Be careful where you walk: failure to maintain street lighting does not make local authorities liable  

PI_Sabrina_Hartshorn By Sabrina Hartshorn

Heath McCabe v (1) Cheshire West & Chester Council (2) BAM Nuttall Limited Chester County Court HHJ Halbert 26/06/2014


Where a local authority failed to maintain a streetlamp intended to illuminate a flight of steps on a public footpath, it owed no duty of care to a member of the public who fell down the steps. The local authority had a discretion to provide streetlamps under a statutory power not a duty.

At 11pm on 22 October 2009, the Claimant was walking his dog in the local village and he walked along a footpath which connected a cul-de-sac and a road which he had not walked along before. Along this footpath, there was a drop of 10-12feet where concrete steps had been installed. The installation of the steps had not been carried out by the council. At the head of the steps, there was a streetlamp which, at the time of the accident, was not working. This streetlamp had been provided by the council. The Claimant walked on in the dark and fell down the steps sustaining injury.

Apart from the usual issues surrounding how the accident occurred and the extent of contributory negligence, the main issue was the question of whether the local authority owed a duty of care to the Claimant. The Defendant submitted  no duty was owed as s97 of the Highways Act 1980 merely provided the local authority with a power to provide street lights not a duty and therefore a failure to exercise that power did not give rise to a cause of action. In cases of this kind the court are asked to decide whether the local authority’s actions amounted to nonfeasance or misfeasance.

HHJ Halbert ruled that this was a case of nonfeasance. The inherent danger was present as soon as the footpath was dedicated to the public. To the extent that the local authority provided lighting was an acknowledgement by the local authority that a danger existed and an attempt was made to reduce that danger. The presence of the streetlamp lit or unlit did nothing to increase the danger.

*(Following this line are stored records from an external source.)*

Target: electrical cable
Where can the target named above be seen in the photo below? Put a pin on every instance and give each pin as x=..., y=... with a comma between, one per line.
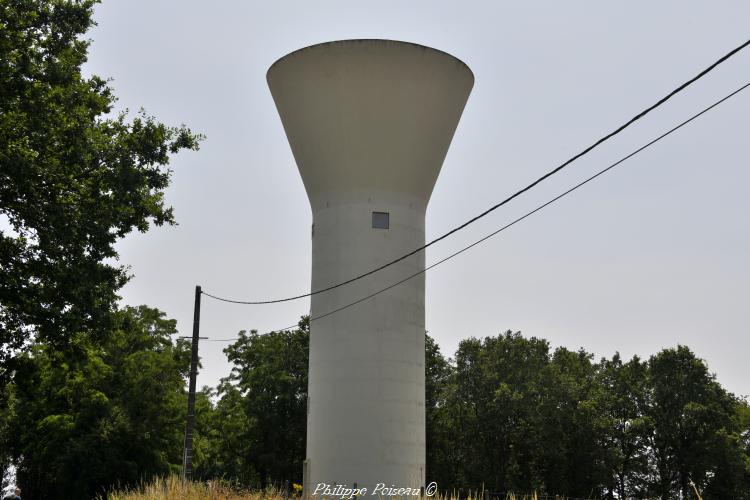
x=505, y=201
x=526, y=215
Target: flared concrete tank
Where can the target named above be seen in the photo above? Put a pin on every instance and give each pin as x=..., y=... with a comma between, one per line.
x=369, y=123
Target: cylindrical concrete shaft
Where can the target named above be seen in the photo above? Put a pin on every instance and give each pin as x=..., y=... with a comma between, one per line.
x=369, y=123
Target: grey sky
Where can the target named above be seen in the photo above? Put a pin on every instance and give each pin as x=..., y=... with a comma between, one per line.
x=652, y=255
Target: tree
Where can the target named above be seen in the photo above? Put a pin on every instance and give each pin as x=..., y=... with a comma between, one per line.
x=270, y=372
x=697, y=436
x=622, y=399
x=111, y=415
x=439, y=451
x=73, y=179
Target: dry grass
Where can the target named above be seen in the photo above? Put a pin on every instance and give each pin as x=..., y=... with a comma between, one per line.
x=173, y=488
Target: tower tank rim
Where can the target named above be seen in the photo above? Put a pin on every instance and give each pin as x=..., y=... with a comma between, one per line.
x=372, y=41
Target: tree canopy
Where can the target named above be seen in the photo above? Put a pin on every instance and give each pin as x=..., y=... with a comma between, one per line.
x=73, y=178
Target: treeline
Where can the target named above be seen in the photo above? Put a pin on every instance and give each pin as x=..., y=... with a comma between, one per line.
x=507, y=414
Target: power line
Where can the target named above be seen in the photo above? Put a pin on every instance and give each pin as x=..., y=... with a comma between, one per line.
x=526, y=215
x=505, y=201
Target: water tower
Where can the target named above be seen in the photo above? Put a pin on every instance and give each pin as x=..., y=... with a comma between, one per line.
x=369, y=123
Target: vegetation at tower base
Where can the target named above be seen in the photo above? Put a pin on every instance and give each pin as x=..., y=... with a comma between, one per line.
x=73, y=179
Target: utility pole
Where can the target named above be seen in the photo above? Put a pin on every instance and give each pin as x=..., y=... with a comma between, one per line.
x=187, y=450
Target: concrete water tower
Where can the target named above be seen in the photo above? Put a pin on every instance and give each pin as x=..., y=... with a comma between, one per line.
x=369, y=123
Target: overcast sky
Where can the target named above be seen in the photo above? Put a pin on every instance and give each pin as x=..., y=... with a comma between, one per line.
x=652, y=255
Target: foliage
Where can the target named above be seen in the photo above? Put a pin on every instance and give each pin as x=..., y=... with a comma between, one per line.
x=509, y=415
x=259, y=422
x=111, y=414
x=73, y=179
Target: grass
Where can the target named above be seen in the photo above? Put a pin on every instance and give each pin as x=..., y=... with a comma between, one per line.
x=173, y=488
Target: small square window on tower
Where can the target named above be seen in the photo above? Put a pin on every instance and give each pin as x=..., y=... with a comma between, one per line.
x=380, y=220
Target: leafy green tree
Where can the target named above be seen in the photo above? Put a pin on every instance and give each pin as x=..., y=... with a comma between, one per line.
x=697, y=436
x=570, y=457
x=73, y=179
x=622, y=398
x=220, y=445
x=270, y=371
x=497, y=390
x=110, y=414
x=437, y=422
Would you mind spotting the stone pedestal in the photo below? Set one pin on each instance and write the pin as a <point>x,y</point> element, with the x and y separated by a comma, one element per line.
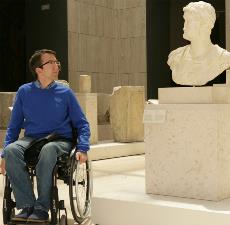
<point>88,102</point>
<point>188,150</point>
<point>85,84</point>
<point>126,113</point>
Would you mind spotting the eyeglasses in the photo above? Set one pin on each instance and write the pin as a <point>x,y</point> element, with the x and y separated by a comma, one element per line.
<point>52,62</point>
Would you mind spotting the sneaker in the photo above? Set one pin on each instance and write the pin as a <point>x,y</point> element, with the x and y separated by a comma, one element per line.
<point>38,216</point>
<point>24,214</point>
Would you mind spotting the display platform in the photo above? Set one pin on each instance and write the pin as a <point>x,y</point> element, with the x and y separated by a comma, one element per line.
<point>131,206</point>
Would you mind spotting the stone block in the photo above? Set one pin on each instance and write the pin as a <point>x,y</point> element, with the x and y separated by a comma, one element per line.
<point>185,95</point>
<point>88,102</point>
<point>187,150</point>
<point>85,84</point>
<point>126,113</point>
<point>105,132</point>
<point>6,100</point>
<point>218,93</point>
<point>103,108</point>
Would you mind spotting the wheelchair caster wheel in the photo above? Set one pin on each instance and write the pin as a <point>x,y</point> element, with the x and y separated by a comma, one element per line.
<point>63,220</point>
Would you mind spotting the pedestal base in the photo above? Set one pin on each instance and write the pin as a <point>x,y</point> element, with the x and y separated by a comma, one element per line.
<point>188,150</point>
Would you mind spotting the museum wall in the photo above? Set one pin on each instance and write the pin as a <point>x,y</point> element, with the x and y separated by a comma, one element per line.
<point>107,40</point>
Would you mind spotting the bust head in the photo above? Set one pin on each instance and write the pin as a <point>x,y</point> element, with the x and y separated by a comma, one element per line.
<point>199,17</point>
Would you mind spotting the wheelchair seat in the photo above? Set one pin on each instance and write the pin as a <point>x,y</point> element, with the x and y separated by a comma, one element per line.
<point>77,176</point>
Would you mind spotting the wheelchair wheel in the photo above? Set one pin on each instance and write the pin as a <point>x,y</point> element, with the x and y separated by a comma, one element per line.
<point>80,190</point>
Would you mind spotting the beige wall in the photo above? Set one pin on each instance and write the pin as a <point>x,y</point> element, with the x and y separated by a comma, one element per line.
<point>107,40</point>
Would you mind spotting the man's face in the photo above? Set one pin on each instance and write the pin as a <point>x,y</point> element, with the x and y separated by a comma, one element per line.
<point>191,26</point>
<point>50,67</point>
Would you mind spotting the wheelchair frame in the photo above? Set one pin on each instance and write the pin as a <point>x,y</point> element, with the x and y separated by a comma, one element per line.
<point>77,176</point>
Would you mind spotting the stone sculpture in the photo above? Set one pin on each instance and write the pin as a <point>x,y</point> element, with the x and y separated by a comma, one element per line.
<point>200,61</point>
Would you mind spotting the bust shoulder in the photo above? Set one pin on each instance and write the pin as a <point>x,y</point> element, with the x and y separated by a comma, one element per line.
<point>176,55</point>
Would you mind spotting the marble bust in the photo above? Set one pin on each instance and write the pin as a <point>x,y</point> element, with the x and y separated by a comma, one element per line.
<point>200,61</point>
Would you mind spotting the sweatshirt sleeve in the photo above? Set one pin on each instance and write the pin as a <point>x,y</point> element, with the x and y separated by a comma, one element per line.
<point>79,122</point>
<point>16,121</point>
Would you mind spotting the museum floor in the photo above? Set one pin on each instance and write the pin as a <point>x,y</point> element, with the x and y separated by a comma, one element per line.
<point>119,199</point>
<point>109,175</point>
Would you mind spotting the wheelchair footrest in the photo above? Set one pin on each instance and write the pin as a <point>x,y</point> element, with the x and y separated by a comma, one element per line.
<point>61,205</point>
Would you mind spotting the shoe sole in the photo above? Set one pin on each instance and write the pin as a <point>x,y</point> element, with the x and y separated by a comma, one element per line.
<point>37,221</point>
<point>19,219</point>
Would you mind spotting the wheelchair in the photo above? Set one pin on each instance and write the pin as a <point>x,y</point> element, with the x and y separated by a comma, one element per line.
<point>77,176</point>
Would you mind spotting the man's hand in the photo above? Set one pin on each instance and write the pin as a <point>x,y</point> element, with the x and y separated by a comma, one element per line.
<point>81,157</point>
<point>3,166</point>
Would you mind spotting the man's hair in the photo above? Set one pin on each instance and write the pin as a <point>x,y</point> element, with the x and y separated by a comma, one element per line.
<point>35,60</point>
<point>204,11</point>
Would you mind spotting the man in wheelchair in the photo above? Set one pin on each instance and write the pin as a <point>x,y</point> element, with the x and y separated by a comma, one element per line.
<point>42,107</point>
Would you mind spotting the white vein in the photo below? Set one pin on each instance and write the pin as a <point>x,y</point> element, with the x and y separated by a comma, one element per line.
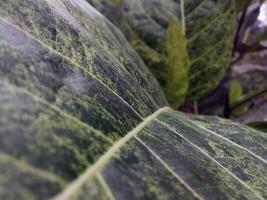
<point>211,158</point>
<point>169,169</point>
<point>91,171</point>
<point>73,63</point>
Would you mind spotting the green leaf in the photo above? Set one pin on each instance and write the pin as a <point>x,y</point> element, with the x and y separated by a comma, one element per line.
<point>81,117</point>
<point>261,125</point>
<point>178,60</point>
<point>235,92</point>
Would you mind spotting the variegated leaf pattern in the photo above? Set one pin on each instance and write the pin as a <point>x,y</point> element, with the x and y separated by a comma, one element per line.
<point>209,29</point>
<point>82,118</point>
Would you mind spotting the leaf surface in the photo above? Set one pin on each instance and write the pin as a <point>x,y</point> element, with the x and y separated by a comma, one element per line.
<point>82,118</point>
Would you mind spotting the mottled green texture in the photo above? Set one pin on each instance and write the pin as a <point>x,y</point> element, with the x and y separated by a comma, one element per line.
<point>80,113</point>
<point>242,163</point>
<point>177,72</point>
<point>209,32</point>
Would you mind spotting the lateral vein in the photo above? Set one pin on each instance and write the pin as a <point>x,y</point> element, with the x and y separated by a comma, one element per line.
<point>212,159</point>
<point>170,170</point>
<point>91,171</point>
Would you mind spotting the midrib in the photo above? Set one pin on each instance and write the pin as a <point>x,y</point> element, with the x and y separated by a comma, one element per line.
<point>92,170</point>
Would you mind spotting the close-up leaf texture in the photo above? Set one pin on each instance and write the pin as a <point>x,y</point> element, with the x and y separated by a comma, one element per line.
<point>82,117</point>
<point>208,25</point>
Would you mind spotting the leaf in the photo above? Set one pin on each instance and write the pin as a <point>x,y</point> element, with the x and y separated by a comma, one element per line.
<point>259,125</point>
<point>82,118</point>
<point>177,72</point>
<point>209,30</point>
<point>235,92</point>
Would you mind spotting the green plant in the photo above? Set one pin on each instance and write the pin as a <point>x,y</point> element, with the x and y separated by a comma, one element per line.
<point>81,117</point>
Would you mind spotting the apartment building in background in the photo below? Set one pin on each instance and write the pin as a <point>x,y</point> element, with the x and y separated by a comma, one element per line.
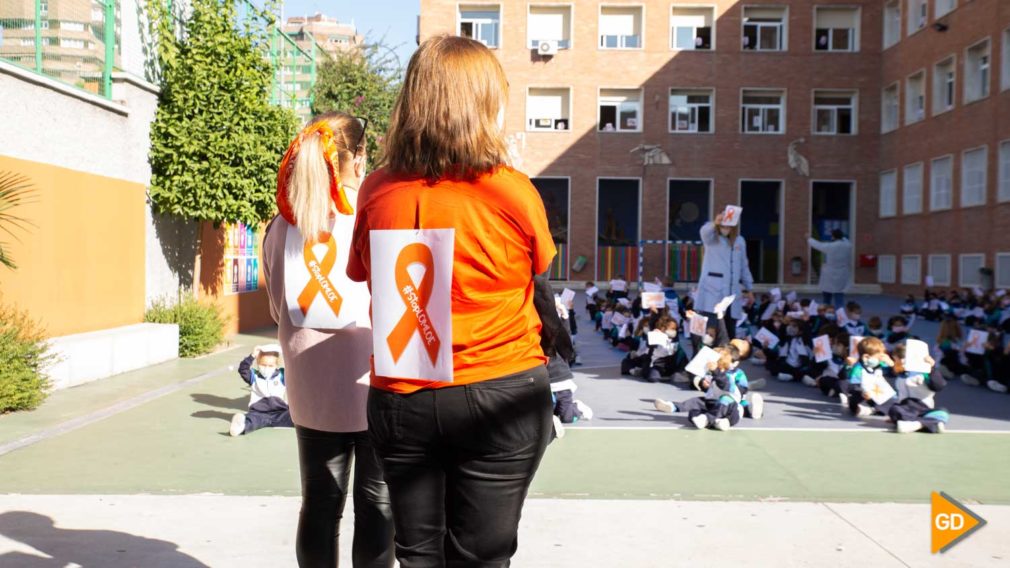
<point>639,120</point>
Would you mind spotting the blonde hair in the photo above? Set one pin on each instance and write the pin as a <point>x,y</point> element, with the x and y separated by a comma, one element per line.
<point>310,173</point>
<point>444,123</point>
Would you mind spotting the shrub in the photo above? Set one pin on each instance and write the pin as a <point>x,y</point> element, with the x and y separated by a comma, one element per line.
<point>201,325</point>
<point>24,358</point>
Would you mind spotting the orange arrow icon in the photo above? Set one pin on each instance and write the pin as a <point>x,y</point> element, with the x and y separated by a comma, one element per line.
<point>951,523</point>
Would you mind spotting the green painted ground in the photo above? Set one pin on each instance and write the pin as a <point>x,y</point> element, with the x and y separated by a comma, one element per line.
<point>178,445</point>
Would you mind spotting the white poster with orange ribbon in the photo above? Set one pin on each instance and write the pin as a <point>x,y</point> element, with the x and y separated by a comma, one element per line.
<point>411,303</point>
<point>318,291</point>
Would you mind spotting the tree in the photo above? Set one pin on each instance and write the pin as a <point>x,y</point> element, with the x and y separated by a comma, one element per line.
<point>216,140</point>
<point>365,84</point>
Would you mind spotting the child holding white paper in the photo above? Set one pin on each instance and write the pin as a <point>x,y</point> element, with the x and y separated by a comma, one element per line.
<point>915,408</point>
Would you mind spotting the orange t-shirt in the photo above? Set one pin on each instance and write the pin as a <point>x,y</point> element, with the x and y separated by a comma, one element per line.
<point>502,239</point>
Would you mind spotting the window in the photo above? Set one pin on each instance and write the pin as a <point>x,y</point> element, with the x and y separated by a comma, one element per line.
<point>911,269</point>
<point>834,112</point>
<point>938,266</point>
<point>886,269</point>
<point>977,72</point>
<point>620,28</point>
<point>915,98</point>
<point>892,23</point>
<point>1003,193</point>
<point>944,7</point>
<point>1002,270</point>
<point>889,194</point>
<point>944,83</point>
<point>764,111</point>
<point>836,29</point>
<point>481,22</point>
<point>974,164</point>
<point>765,28</point>
<point>549,23</point>
<point>918,15</point>
<point>548,109</point>
<point>691,111</point>
<point>911,192</point>
<point>691,28</point>
<point>968,270</point>
<point>940,184</point>
<point>620,110</point>
<point>889,112</point>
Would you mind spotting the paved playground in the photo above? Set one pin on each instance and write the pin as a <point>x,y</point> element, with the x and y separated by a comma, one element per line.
<point>138,470</point>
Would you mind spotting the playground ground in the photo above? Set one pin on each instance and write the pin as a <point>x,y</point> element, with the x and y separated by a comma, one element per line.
<point>138,470</point>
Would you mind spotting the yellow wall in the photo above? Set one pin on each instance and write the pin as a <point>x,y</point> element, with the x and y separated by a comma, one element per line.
<point>81,267</point>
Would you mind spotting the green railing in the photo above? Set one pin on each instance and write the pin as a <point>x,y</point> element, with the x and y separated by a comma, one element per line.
<point>75,41</point>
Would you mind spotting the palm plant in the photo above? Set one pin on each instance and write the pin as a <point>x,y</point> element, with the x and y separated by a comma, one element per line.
<point>15,190</point>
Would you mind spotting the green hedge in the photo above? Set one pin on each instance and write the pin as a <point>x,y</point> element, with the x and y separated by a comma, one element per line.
<point>201,326</point>
<point>24,358</point>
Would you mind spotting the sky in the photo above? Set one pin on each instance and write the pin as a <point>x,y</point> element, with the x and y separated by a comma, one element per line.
<point>396,19</point>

A failure to maintain the lamp was nonfeasance not misfeasance and as a result, the Defendants were not liable.

HHJ Halbert was also asked to rule on contributory negligence and stated that had the Claimant been successful, he would have found the Claimant 50% liable for his injuries on the basis that the Claimant walked on the footpath, knowing he could not see what he was walking on or the nature of the terrain in front of him and to do so was foolhardy and significantly causative of the accident.